IBM has unveiled a prototype of a new brain-inspired computer powered by what it calls “electronic blood”.
The firm says it is learning from nature by building computers fuelled and cooled by a liquid, like our minds.
The human brain packs phenomenal computing power into a tiny space and uses only 20 watts of energy – an efficiency IBM is keen to match.
Its new “redox flow” system pumps an electrolyte “blood” through a computer, carrying power in and taking heat out.
A very basic model was demonstrated this week at the technology giant’s Zurich lab by Dr Patrick Ruch and Dr Bruno Michel.
Their vision is that by 2060, a one petaflop computer that would fill half a football field today, will fit on your desktop.
“We want to fit a supercomputer inside a sugarcube. To do that, we need a paradigm shift in electronics – we need to be motivated by our brain,” says Michel.

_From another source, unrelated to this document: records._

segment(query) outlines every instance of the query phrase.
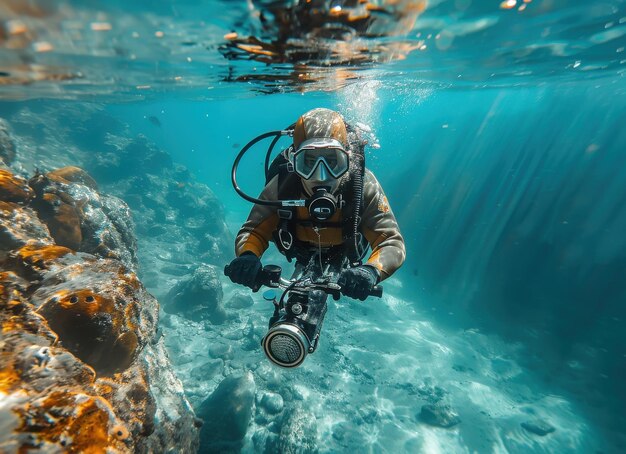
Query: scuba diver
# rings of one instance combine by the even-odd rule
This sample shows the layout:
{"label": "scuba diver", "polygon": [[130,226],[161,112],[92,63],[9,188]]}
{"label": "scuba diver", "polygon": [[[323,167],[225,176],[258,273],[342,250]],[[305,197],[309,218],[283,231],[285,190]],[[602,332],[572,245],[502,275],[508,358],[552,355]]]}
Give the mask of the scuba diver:
{"label": "scuba diver", "polygon": [[[253,198],[239,189],[236,168],[251,146],[271,136],[275,138],[266,156],[266,185],[261,195]],[[292,136],[293,144],[268,166],[271,150],[282,136]],[[263,282],[261,257],[271,241],[290,262],[296,261],[294,276],[302,276],[303,272],[310,275],[306,270],[314,264],[316,278],[334,276],[337,288],[345,296],[363,301],[370,294],[376,295],[377,284],[402,265],[406,251],[387,197],[372,172],[365,168],[365,144],[339,113],[317,108],[286,130],[263,134],[241,150],[233,166],[233,185],[255,205],[235,240],[236,258],[225,268],[232,282],[254,291],[261,284],[267,285]],[[372,252],[363,263],[368,247]],[[307,301],[311,306],[311,298],[301,297],[297,310],[302,311]],[[281,317],[277,306],[270,320],[270,332],[279,325],[300,326],[302,332],[296,336],[303,344],[300,349],[312,353],[317,338],[311,336],[319,336],[326,294],[321,300],[323,312],[312,321],[312,331],[302,328],[300,313],[292,311],[291,317]],[[288,328],[291,336],[293,326]],[[276,355],[268,352],[270,347],[265,347],[270,360],[294,367],[293,361],[277,361],[272,357]]]}

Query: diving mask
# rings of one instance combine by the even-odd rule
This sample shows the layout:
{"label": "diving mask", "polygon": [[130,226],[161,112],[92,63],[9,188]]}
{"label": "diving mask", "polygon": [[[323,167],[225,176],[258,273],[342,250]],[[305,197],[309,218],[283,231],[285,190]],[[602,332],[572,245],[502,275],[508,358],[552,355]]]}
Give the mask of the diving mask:
{"label": "diving mask", "polygon": [[333,178],[339,178],[348,171],[349,158],[338,140],[314,138],[302,142],[293,154],[292,163],[295,172],[305,180],[321,165]]}

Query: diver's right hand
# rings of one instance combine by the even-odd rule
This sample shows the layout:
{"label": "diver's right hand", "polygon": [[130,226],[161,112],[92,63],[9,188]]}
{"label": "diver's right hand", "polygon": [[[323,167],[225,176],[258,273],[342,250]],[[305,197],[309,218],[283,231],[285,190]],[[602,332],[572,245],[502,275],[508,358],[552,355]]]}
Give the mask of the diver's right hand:
{"label": "diver's right hand", "polygon": [[235,284],[245,285],[254,290],[261,268],[261,260],[253,252],[247,251],[230,262],[226,275]]}

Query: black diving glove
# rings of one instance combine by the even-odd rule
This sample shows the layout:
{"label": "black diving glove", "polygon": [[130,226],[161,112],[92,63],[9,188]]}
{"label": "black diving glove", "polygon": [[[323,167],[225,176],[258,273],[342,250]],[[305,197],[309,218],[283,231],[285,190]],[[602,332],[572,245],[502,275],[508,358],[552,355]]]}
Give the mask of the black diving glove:
{"label": "black diving glove", "polygon": [[350,298],[364,301],[378,283],[378,270],[373,266],[360,265],[343,270],[337,284],[341,286],[341,293]]}
{"label": "black diving glove", "polygon": [[231,281],[254,289],[261,271],[261,259],[247,251],[230,262],[229,268],[227,276]]}

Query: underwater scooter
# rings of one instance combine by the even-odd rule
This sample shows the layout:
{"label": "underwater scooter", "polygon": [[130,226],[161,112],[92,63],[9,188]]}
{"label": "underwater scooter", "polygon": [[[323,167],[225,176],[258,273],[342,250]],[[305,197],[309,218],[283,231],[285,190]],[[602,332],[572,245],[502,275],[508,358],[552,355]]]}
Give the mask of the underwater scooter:
{"label": "underwater scooter", "polygon": [[[347,261],[347,259],[345,259]],[[282,269],[277,265],[265,265],[261,270],[254,291],[261,285],[281,288],[283,293],[276,298],[273,290],[263,293],[263,299],[274,304],[274,313],[269,320],[269,330],[261,345],[267,358],[274,364],[292,368],[298,367],[307,354],[317,348],[328,295],[337,301],[341,297],[341,286],[337,284],[342,266],[326,265],[320,268],[317,254],[313,254],[308,264],[296,264],[291,279],[281,277]],[[224,268],[230,275],[230,266]],[[383,289],[377,285],[371,296],[382,297]]]}
{"label": "underwater scooter", "polygon": [[[294,125],[291,125],[285,130],[267,132],[248,142],[233,163],[233,187],[242,198],[249,202],[277,208],[304,206],[308,207],[312,218],[320,221],[327,220],[330,217],[328,212],[334,214],[337,204],[334,196],[324,193],[325,191],[316,192],[309,200],[262,200],[244,193],[237,184],[237,168],[245,153],[258,142],[273,137],[265,155],[266,184],[271,180],[272,170],[275,170],[273,169],[274,163],[270,164],[272,151],[281,137],[293,136],[293,127]],[[292,163],[287,162],[287,166],[288,170],[293,171]],[[356,231],[356,225],[354,228]],[[268,290],[263,294],[264,299],[274,304],[274,313],[269,320],[269,330],[262,340],[263,351],[268,359],[278,366],[297,367],[302,364],[307,354],[315,352],[326,315],[328,295],[332,295],[335,300],[341,296],[341,286],[337,284],[337,280],[341,270],[349,266],[351,260],[344,257],[341,263],[323,265],[320,254],[321,252],[312,254],[306,265],[296,262],[296,269],[290,280],[281,277],[281,267],[266,265],[259,273],[258,282],[254,285],[254,292],[257,292],[262,285],[283,289],[279,299],[276,298],[273,290]],[[230,275],[230,265],[224,268],[224,274]],[[380,298],[382,291],[381,286],[376,286],[371,295]]]}

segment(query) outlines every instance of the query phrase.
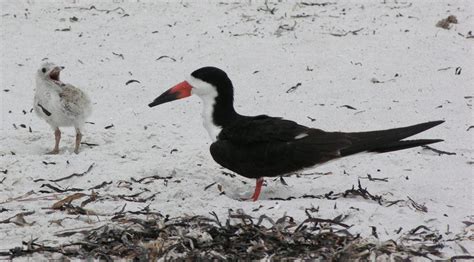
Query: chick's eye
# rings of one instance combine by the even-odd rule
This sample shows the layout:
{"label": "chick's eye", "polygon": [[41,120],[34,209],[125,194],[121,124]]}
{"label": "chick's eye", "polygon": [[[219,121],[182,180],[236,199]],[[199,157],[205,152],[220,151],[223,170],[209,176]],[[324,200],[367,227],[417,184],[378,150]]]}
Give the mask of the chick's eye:
{"label": "chick's eye", "polygon": [[41,72],[46,73],[46,68],[43,67],[43,68],[41,69]]}

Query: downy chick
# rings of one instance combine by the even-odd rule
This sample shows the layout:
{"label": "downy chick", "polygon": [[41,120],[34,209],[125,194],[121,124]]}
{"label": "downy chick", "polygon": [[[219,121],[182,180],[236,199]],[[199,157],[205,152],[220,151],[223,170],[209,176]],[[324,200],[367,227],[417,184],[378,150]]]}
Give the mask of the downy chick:
{"label": "downy chick", "polygon": [[86,118],[91,113],[89,97],[79,88],[60,80],[63,66],[46,62],[36,73],[36,92],[33,108],[54,130],[55,144],[49,154],[59,153],[61,131],[59,127],[74,126],[76,143],[74,153],[79,153]]}

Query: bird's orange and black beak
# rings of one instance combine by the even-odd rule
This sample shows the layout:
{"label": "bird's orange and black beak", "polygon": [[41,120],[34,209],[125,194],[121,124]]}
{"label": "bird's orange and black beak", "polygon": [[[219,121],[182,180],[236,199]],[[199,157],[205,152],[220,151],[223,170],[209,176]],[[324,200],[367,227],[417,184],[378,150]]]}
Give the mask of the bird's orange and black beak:
{"label": "bird's orange and black beak", "polygon": [[161,94],[159,97],[155,98],[153,102],[148,104],[149,107],[154,107],[157,105],[161,105],[167,102],[171,102],[173,100],[185,98],[191,95],[191,89],[192,86],[186,82],[183,81],[172,88],[166,90],[163,94]]}

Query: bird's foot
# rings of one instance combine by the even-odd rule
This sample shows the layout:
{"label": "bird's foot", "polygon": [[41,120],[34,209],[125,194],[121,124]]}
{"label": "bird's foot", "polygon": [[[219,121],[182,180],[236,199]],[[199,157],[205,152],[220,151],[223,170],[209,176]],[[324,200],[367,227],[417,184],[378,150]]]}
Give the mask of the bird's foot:
{"label": "bird's foot", "polygon": [[47,155],[57,155],[57,154],[59,154],[59,149],[53,149],[53,150],[49,151],[46,154]]}
{"label": "bird's foot", "polygon": [[253,194],[251,197],[241,197],[240,201],[249,201],[249,202],[255,202],[258,200],[258,197],[260,196],[260,192],[258,194]]}
{"label": "bird's foot", "polygon": [[77,155],[79,154],[79,148],[74,149],[74,153]]}
{"label": "bird's foot", "polygon": [[258,200],[258,198],[255,199],[254,197],[241,197],[240,198],[240,201],[248,201],[248,202],[255,202],[257,200]]}
{"label": "bird's foot", "polygon": [[252,200],[252,198],[250,198],[250,197],[241,197],[240,198],[240,201],[250,201],[250,200]]}

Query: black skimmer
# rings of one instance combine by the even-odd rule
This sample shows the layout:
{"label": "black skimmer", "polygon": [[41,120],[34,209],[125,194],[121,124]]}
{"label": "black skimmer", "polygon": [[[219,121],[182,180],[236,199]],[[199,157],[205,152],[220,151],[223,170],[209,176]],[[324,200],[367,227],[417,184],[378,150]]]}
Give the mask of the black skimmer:
{"label": "black skimmer", "polygon": [[255,178],[251,199],[260,195],[264,177],[282,176],[360,152],[385,153],[443,141],[403,140],[444,121],[370,131],[326,132],[267,115],[243,116],[234,109],[234,87],[215,67],[200,68],[148,106],[198,95],[204,105],[204,127],[213,143],[214,160],[237,174]]}
{"label": "black skimmer", "polygon": [[59,127],[76,128],[74,153],[79,153],[85,119],[91,113],[91,103],[87,95],[73,85],[61,82],[59,75],[64,67],[44,63],[36,73],[36,92],[33,108],[54,130],[54,149],[49,154],[59,153],[61,131]]}

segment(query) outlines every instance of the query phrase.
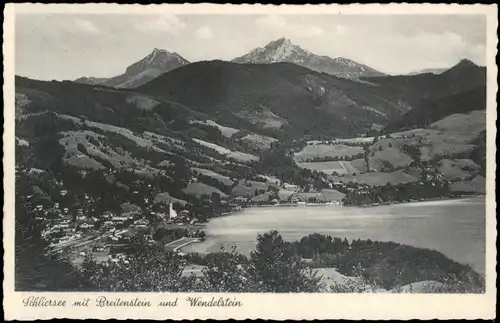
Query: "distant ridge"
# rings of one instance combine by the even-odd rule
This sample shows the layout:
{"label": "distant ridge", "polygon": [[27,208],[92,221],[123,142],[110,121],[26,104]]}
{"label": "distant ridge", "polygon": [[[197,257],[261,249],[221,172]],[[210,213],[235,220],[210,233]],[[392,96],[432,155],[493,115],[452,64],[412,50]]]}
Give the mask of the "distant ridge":
{"label": "distant ridge", "polygon": [[399,97],[413,107],[486,86],[486,68],[461,60],[440,74],[397,75],[363,78],[383,88],[386,94]]}
{"label": "distant ridge", "polygon": [[407,75],[419,75],[419,74],[436,74],[436,75],[439,75],[439,74],[443,73],[446,70],[448,70],[448,68],[424,68],[423,70],[411,72],[411,73],[408,73]]}

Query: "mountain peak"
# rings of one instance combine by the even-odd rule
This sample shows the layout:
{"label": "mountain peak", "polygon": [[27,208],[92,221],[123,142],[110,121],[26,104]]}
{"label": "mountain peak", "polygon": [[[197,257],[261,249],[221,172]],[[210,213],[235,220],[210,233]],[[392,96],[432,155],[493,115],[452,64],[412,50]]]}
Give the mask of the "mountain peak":
{"label": "mountain peak", "polygon": [[258,50],[258,52],[266,52],[269,63],[283,62],[287,61],[291,56],[307,54],[306,51],[292,44],[290,39],[285,37],[271,41],[263,49]]}
{"label": "mountain peak", "polygon": [[467,58],[463,58],[462,60],[460,60],[460,62],[458,62],[457,65],[455,66],[477,66],[476,64],[474,64],[472,61],[468,60]]}
{"label": "mountain peak", "polygon": [[273,40],[263,48],[258,47],[243,56],[233,59],[232,62],[243,64],[288,62],[309,68],[313,71],[324,72],[344,78],[384,75],[368,66],[346,58],[338,57],[332,59],[327,56],[315,55],[298,45],[294,45],[290,39],[285,37]]}
{"label": "mountain peak", "polygon": [[158,58],[158,57],[168,57],[171,55],[175,55],[175,53],[171,53],[171,52],[166,51],[164,49],[155,48],[147,57]]}
{"label": "mountain peak", "polygon": [[456,73],[458,71],[462,71],[462,70],[469,70],[469,69],[474,69],[474,68],[479,68],[479,66],[477,66],[476,64],[474,64],[473,62],[471,62],[470,60],[466,59],[466,58],[463,58],[462,60],[460,60],[460,62],[458,62],[456,65],[454,65],[453,67],[451,67],[450,69],[448,69],[446,71],[446,73],[448,72],[451,72],[451,73]]}
{"label": "mountain peak", "polygon": [[270,49],[270,50],[276,50],[277,48],[280,48],[282,46],[285,46],[285,47],[298,47],[298,46],[295,46],[294,44],[292,44],[292,42],[290,41],[290,39],[285,38],[285,37],[281,37],[281,38],[278,38],[276,40],[273,40],[273,41],[269,42],[266,46],[264,46],[264,48],[265,49]]}
{"label": "mountain peak", "polygon": [[173,69],[189,64],[189,61],[177,52],[169,52],[161,48],[153,51],[141,60],[129,65],[125,73],[112,78],[81,77],[79,83],[103,84],[116,88],[134,88],[141,86],[152,79]]}
{"label": "mountain peak", "polygon": [[177,53],[171,53],[164,49],[155,48],[153,51],[142,60],[130,65],[125,74],[138,74],[146,69],[156,69],[166,72],[170,70],[172,65],[175,67],[189,63]]}
{"label": "mountain peak", "polygon": [[276,44],[276,45],[282,45],[282,44],[292,45],[292,42],[288,38],[281,37],[281,38],[278,38],[276,40],[273,40],[273,41],[269,42],[269,44],[267,44],[267,46],[271,45],[271,44]]}

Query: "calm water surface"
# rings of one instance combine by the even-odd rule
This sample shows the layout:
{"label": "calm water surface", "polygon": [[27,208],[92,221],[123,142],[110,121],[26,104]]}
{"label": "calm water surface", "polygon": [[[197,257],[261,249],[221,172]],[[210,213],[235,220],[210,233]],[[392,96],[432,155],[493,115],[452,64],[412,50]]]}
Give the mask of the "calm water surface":
{"label": "calm water surface", "polygon": [[213,219],[209,237],[183,252],[216,252],[221,245],[249,254],[258,233],[275,229],[286,240],[310,233],[347,239],[395,241],[435,249],[484,274],[485,200],[483,197],[378,207],[290,206],[248,208]]}

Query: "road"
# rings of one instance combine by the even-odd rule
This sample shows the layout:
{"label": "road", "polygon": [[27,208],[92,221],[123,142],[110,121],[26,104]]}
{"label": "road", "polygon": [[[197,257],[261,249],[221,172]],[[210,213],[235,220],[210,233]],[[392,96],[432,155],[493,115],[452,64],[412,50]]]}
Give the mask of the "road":
{"label": "road", "polygon": [[[128,231],[128,229],[125,229],[125,230],[117,231],[117,232],[115,232],[115,234],[120,235],[120,234],[125,233],[127,231]],[[90,243],[97,241],[97,240],[101,240],[101,239],[109,237],[111,235],[113,235],[113,232],[108,232],[108,233],[105,233],[102,235],[97,235],[97,236],[92,235],[92,236],[81,238],[81,239],[71,240],[71,241],[68,241],[68,242],[65,242],[65,243],[62,243],[62,244],[55,246],[54,250],[60,250],[60,249],[69,248],[69,247],[73,247],[73,248],[83,247],[87,244],[90,244]]]}
{"label": "road", "polygon": [[358,170],[351,165],[351,163],[346,161],[339,161],[340,166],[344,169],[346,175],[352,175],[353,173],[358,173]]}
{"label": "road", "polygon": [[343,161],[339,161],[339,164],[344,169],[345,174],[346,175],[350,175],[349,171],[347,170],[347,167],[345,167],[345,165],[344,165],[344,162]]}
{"label": "road", "polygon": [[182,237],[180,239],[177,239],[175,241],[167,243],[165,246],[172,248],[174,251],[177,251],[180,248],[187,246],[188,244],[198,242],[198,241],[199,241],[199,238]]}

“The human brain is 10,000 times more dense and efficient than any computer today.
“That’s possible because it uses only one – extremely efficient – network of capillaries and blood vessels to transport heat and energy – all at the same time.”
IBM’s brainiest computer to date is Watson, which famously trounced two champions of the US TV quiz show Jeopardy.
The victory was hailed as a landmark for cognitive computing – machine had surpassed man.